At 6 months, my supply started to dip and I needed to start supplementing with formula again. I continued to breastfeed as much as I could. By 9 months, I had a strong feeling of dread every time I had to pump at work and decided it was time to stop. My milk supply continued to drop, but I still breastfeed them a few times a day while also giving them food and formula as they needed.
I am so grateful to say that I was able to breastfeed to some extent until the girls were 17 months old. Unfortunately, we were not able to stop on our own terms. I developed a medical problem that required medication that I wasn’t allowed to breastfeed while taking. Prior to taking the first dose, I went home and had 1 last focused breastfeeding session with them. It was just me and my girls as we enjoyed the sweet, calm, special bonding moments for one last time. We closed out our breastfeeding journey and I reflected on how grateful I am for everything that led me to that moment. The loss of our first two babies in pregnancies that ended too soon. The support system that held me together during the most challenging time of my life. My loving husband and amazing father to our beautiful rainbow babies. And all the time, dedication, determination, and a lot of luck that was required throughout our breastfeeding journey.

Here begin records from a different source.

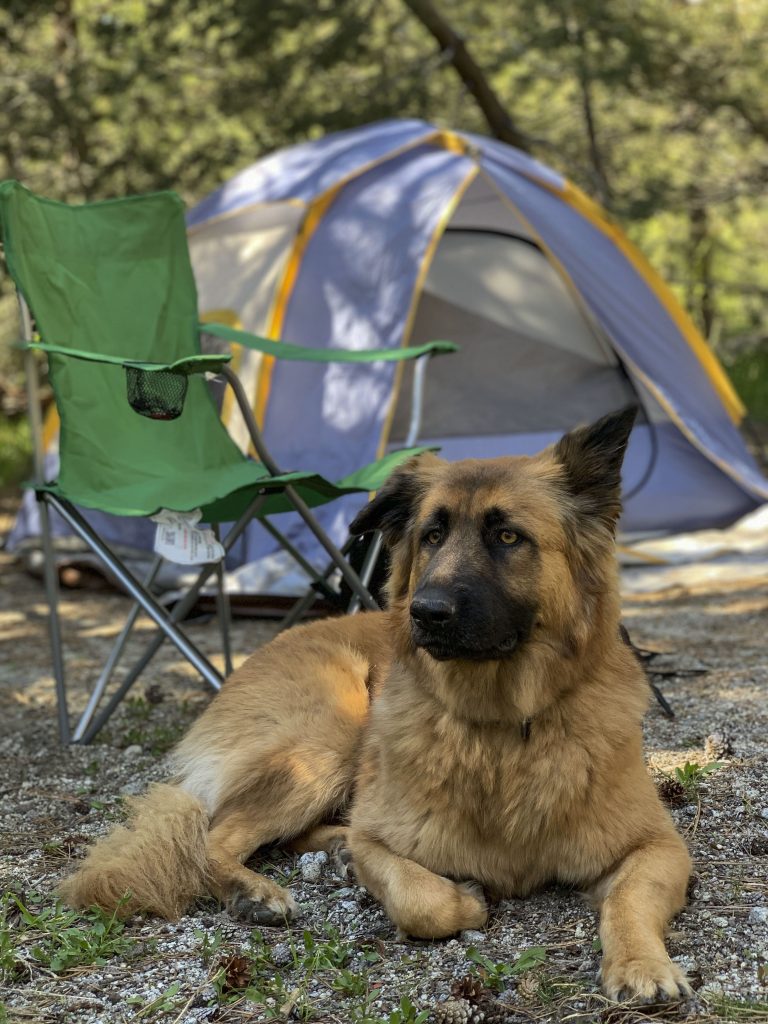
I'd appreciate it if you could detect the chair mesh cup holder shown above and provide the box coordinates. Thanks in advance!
[125,367,187,420]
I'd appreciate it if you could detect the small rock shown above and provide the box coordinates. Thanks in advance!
[705,732,733,761]
[299,850,328,882]
[272,942,293,967]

I now wear my Milk and Honey{comb} necklace as a reminder and symbol of this entire journey. Two cells have tiny gold flakes to represent our first two angel babies. Two other cells have pink flakes to represent our twin girls. There are a few cells left open to represent the openness to what the future may hold. For me, the honeycomb represents the support system that held me together and continues to support and help us raise our two daughters.

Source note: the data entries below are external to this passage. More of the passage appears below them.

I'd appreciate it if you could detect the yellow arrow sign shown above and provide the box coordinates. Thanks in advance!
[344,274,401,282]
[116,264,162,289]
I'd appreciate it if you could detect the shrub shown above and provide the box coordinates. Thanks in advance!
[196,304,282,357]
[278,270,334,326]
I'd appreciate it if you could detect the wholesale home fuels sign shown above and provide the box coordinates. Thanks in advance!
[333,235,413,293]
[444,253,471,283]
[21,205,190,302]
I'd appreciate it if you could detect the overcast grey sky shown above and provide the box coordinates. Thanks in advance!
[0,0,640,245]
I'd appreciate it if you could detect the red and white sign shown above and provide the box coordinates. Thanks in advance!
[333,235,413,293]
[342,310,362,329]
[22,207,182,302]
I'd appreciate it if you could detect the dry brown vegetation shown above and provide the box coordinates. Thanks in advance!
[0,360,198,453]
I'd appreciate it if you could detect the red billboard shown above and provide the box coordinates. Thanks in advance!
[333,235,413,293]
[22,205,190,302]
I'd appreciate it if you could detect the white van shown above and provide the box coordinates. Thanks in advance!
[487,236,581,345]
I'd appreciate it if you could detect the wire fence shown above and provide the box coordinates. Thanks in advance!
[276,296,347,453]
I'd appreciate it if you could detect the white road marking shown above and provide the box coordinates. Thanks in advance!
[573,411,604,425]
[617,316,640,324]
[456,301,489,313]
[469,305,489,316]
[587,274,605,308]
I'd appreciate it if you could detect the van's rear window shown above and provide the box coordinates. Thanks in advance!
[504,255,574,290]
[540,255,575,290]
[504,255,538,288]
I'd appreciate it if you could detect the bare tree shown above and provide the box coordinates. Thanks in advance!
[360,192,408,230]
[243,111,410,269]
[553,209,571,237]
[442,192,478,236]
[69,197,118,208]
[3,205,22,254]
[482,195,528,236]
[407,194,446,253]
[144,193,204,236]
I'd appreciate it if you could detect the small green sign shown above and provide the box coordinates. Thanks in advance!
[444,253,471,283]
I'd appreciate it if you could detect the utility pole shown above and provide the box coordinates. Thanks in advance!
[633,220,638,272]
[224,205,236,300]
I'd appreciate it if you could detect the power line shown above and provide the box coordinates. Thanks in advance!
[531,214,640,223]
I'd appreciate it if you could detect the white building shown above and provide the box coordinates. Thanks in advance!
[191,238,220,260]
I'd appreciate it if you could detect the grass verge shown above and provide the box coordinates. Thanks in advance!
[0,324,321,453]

The other day, I took my now one and a half year old toddlers outside to see their first rainbow. I was brought back to Mother’s Day 2020 when I saw a huge double rainbow after taking a positive pregnancy test. I was cautiously hopeful for the future and what could be, but I couldn’t even have imagined that my double rainbow would end up being these two amazing little girls. I think back on how far we’ve come and everything we have overcome and I am honestly just in awe of our little family. Our breastfeeding journey was not simple. It involved tubes, syringes, pumping, bottles, lots of pillows and even more support from our “bee hive”. It was beautiful though, just like the rainbow arched over our backyard.